Click on the "Use this template" button and create a new repository in your account.

Configure Github Pages

The only steps necessary to configure Github pages is:

Go to the repository settings
Scroll down to the Github Pages section
Select the main branch and the leave the default / (root) folder
Click on the "Save" button
The website will be available in a few minutes at https://<github_username>.github.io/cheapandfair-template

Clone the repository locally

Finally we need to clone the repository locally to be able to edit the files. Using the Github-CLI gh, which you can download from https://cli.github.com/, you can clone the repository with the following command:

!gh repo clone cheapandfair-template

Configure the Globus guest collection

We assume here that you have writing permissions to a Globus guest collection that you want to use to store and publish the data, and that you have a "source" Globus endpoint that you will transfer the data from. So we simulate for example having data on a local Globus endpoint close to the data source, and we want to transfer the data to a guest collection that is shared with collaborators and the public.

Copy data to the Globus guest collection

First create a config.toml file in the root of the repository with the following content: Customize the UUID, FOLDER and DOMAIN fields with the values of your Globus Guest Collection from the "Overview" page:

# The following refer to the destination collection, where the data will be copied to and that will serve as backend for the data portal
UUID='xxxxxxxxxxxxxxxxxxxxxxxxxxxxxxxxxxxx'
FOLDER='/datasets/'
DOMAIN='xxxxxxxx.c2d0f8.bd7c.data.globus.org'
# collection of the source data, during the tutorial this is the "Cheap and FAIR Tutorial Datasets" collection
SOURCE_UUID='7352d991-b0a0-49a2-830c-e8fe8c968ca2'
SOURCE_FOLDER='/public/datasets/'

Authenticate with Globus

Login to Globus using the following command. It can be executed in a Jupyter Notebook or in a IPython terminal.

This will open a browser window where you can login to Globus and receive a token to paste back into the notebook.

import copy_dataset
copy_dataset.login();

Copy Datasets and create manifests

We copy the dataset by providing the name of the dataset, the UUID of the destination Guest Collection, and the folder we want it copied to.

The method will return the manifest of the files that were copied and will also write a copy of the manifest to the local directory named {dataset}-manifest.json.

cmb_manifest = copy_dataset.copydataset('cmb')

Let's look at a couple of the entries in the file manifest.

import json
print(json.dumps(cmb_manifest[:2], indent=2))

Now we can copy the other two datasets. You won't need to login again because the tokens have been cached in ~/.cheapandfair.json. In case the token in the file have expired you can just delete the file and run the login() function again.

dust_manifest = copy_dataset.copydataset('dust')
synch_manifest = copy_dataset.copydataset('synch')
synch_manifest = copy_dataset.copydataset('cmb_spectra')
synch_manifest = copy_dataset.copydataset('dust_synch_spectra')

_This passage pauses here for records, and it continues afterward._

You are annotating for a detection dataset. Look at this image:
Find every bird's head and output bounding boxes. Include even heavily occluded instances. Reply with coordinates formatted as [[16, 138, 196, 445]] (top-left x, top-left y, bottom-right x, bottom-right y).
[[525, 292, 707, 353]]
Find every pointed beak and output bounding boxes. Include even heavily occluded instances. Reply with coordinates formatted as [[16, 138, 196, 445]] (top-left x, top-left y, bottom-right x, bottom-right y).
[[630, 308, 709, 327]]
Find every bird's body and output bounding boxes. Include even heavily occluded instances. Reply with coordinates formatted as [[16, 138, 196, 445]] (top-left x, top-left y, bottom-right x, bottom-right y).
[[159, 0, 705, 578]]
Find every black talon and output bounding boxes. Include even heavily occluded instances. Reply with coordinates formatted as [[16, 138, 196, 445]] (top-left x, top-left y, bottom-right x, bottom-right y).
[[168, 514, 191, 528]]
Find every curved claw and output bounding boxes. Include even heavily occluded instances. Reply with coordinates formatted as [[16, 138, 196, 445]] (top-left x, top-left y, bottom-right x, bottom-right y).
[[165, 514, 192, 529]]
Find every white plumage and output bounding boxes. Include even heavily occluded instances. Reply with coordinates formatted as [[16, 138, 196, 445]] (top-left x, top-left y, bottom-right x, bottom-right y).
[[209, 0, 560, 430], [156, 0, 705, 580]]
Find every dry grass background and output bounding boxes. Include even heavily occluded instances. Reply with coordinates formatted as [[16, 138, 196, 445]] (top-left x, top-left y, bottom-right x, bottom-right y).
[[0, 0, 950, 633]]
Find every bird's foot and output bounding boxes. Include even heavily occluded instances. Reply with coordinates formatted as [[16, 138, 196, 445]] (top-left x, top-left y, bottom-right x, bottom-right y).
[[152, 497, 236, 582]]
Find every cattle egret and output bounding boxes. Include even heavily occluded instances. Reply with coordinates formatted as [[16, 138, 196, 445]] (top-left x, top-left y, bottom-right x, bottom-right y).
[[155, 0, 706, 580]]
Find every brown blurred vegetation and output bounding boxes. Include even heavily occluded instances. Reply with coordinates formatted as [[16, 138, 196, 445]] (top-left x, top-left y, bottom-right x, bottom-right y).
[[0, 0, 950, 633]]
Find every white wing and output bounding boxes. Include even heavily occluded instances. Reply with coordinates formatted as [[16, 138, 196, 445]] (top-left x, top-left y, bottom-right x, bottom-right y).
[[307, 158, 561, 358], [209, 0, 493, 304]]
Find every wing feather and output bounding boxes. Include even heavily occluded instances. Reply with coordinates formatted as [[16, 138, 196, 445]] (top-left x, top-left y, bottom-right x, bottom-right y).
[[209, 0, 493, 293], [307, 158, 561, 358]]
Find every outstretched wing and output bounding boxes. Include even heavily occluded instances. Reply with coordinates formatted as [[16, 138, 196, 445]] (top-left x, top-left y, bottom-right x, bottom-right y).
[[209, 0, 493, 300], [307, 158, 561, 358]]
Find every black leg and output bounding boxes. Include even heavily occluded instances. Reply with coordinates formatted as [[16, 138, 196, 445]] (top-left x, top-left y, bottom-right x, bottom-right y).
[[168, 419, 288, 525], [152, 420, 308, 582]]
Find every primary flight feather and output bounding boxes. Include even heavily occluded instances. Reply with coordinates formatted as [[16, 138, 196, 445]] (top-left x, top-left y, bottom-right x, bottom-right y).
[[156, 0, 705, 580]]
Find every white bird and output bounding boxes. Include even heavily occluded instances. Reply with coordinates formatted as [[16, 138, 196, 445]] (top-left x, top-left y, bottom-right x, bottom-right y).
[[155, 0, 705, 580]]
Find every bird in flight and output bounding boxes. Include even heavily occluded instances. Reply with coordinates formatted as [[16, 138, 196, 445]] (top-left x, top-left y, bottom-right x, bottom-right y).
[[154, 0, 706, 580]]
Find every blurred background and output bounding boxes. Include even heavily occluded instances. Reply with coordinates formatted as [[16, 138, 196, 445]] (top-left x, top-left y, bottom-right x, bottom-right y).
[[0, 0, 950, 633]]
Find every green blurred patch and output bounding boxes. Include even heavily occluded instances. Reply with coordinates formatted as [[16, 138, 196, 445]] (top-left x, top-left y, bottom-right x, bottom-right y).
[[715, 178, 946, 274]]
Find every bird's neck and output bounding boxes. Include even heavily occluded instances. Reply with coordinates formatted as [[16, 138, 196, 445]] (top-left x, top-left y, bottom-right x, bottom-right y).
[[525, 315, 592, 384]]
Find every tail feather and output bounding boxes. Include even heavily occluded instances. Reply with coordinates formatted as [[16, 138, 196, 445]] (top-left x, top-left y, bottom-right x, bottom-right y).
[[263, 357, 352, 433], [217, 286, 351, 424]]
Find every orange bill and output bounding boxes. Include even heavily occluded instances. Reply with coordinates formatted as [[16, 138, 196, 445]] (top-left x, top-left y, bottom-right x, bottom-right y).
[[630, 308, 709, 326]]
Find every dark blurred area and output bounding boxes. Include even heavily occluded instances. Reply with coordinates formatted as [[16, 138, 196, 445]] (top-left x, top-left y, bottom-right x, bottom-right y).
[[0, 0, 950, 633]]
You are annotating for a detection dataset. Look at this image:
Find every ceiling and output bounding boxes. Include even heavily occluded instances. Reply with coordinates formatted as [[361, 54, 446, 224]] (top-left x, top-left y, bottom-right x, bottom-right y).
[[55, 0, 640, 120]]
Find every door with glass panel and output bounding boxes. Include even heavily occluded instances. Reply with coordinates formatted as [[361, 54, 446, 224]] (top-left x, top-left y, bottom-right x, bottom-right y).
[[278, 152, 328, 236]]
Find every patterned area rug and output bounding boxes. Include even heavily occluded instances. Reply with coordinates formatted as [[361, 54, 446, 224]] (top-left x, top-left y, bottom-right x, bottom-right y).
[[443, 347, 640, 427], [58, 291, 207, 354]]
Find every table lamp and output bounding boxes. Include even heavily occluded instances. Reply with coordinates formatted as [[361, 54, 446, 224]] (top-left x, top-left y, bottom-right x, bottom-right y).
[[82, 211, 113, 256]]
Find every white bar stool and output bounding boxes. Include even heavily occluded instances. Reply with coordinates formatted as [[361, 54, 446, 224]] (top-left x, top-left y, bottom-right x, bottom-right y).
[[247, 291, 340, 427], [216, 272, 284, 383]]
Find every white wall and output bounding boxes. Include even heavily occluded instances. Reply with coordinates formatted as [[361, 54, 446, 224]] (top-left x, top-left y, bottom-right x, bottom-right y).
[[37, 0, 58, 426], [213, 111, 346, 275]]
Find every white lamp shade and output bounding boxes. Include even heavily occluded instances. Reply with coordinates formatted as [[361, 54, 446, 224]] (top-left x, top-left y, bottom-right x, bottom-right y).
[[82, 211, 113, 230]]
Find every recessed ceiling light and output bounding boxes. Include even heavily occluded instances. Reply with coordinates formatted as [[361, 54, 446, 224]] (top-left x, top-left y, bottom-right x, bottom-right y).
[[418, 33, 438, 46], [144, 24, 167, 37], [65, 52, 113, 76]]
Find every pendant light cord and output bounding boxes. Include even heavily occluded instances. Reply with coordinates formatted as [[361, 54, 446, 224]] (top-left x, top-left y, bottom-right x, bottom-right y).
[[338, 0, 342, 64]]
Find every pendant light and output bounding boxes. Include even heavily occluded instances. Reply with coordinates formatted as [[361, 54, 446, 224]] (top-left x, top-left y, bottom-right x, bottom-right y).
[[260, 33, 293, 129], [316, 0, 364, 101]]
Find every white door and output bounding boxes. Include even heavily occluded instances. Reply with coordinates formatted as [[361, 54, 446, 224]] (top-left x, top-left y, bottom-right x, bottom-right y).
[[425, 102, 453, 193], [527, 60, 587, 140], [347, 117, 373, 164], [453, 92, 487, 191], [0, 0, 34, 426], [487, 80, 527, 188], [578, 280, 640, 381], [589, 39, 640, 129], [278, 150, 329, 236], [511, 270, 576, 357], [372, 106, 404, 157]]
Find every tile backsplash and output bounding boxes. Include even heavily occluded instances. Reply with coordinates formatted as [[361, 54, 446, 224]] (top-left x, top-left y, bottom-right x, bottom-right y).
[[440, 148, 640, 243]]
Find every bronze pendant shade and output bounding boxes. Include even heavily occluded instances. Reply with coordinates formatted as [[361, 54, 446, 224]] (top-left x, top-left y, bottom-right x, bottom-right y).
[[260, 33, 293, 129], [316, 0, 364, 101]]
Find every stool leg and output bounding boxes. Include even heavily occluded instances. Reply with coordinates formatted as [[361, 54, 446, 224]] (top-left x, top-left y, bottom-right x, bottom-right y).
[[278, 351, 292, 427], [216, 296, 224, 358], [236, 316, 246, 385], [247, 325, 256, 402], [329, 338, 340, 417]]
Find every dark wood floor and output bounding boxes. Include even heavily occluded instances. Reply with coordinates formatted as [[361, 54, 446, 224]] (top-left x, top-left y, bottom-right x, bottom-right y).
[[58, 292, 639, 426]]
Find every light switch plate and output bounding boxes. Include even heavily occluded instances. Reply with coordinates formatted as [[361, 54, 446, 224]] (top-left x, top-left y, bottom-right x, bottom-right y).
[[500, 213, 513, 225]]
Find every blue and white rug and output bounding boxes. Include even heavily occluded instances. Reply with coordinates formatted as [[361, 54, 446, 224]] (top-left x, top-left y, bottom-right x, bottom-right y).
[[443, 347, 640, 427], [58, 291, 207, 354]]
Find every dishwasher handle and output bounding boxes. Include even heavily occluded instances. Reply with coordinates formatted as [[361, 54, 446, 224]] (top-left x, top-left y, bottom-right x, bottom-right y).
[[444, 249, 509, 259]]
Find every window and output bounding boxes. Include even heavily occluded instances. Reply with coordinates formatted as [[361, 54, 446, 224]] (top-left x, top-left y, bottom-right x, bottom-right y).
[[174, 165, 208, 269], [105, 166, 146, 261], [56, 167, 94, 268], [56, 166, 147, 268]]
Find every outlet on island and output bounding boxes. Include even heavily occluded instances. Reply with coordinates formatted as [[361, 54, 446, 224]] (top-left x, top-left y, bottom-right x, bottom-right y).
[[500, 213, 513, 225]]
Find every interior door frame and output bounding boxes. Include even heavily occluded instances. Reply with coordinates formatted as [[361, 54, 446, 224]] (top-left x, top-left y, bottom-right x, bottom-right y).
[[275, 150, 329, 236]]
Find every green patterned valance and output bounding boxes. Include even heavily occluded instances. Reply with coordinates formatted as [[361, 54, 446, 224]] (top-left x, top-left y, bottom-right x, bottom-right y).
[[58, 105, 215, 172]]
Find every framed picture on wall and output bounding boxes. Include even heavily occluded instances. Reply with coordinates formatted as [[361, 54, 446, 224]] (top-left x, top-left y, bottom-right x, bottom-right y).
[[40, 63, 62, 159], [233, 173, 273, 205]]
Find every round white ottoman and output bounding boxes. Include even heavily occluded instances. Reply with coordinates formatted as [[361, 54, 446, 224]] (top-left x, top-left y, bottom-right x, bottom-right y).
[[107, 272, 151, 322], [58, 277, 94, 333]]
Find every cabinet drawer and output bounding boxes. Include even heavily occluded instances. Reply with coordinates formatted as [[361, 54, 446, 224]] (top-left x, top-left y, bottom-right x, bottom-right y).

We can see that the manifests were saved locally.

!ls *.json

Viewing your Data

Let's look at your Collection and see how the datasets are arranged and then set permissions on the folders. Evaluate the next cell and click the link to see your Collection in the File Manager view.

import toml
config = toml.load("config.toml")
url = f'https://app.globus.org/file-manager?origin_id={config["UUID"]}&two_pane=false'
print(url)

You should see a listing of the files and folders in your Collection. You can double click on the folder you specified earlier (e.g., /datasets/) and see each dataset folder.

If you go into a particular folder you can see files in it. Dataset folders can have subfolder, although these example datasets have files only in one folder.

Setting Permissions

Globus Guest Collections allow you to set permissions on a folder level. All of the subfolder inherit the permission of the higher level folder, so you be less restrictive on subfolders, but you cannot reduce access to a subfolder. This is why the SRDR model suggests that all datasets have a "top" folder, even if the dataset has subfolders. This way you can assign permissions on a per-dataset basis.

To see and manage the permission on the Guest Collection, click the "Permissions" link in the File Manager.

The permissions page for each Collection has a consistent URL. You can also evaluate the cell below and click the link.

perm_url = f'https://app.globus.org/file-manager/collections/{config["UUID"]}/sharing'
print(perm_url)

In the permissions tab you can manage the permissions by clicking the "Add Permissions -- Share With" button on the right. You may need to provide another consent.

Again, the URL is consistent so you can use the cell below to create a link directly to the add permissions window.

add_perm_url = f'https://app.globus.org/file-manager/collections/{config["UUID"]}/sharing/create'
print(add_perm_url)

There are five datasets and you'll set permissions on each of them as follows:

cmb: Read-only by the Group you created
cmb_spectra: Read-only by the Group you created
dust: Read-only by the public (anonymous access)
synch: Read-only by the public (anonymous access)
dust_synch_spectra: Read-only by the public (anonymous access)

Permissions can be managed using the Globus API via the Python and JavaScript SDKS, or using the Globus CLI. We're using the webapp user interface so that you have a way to quickly check the state of the permissions at all times.

We'll start with the cmb dataset to show how to add read access by a Group.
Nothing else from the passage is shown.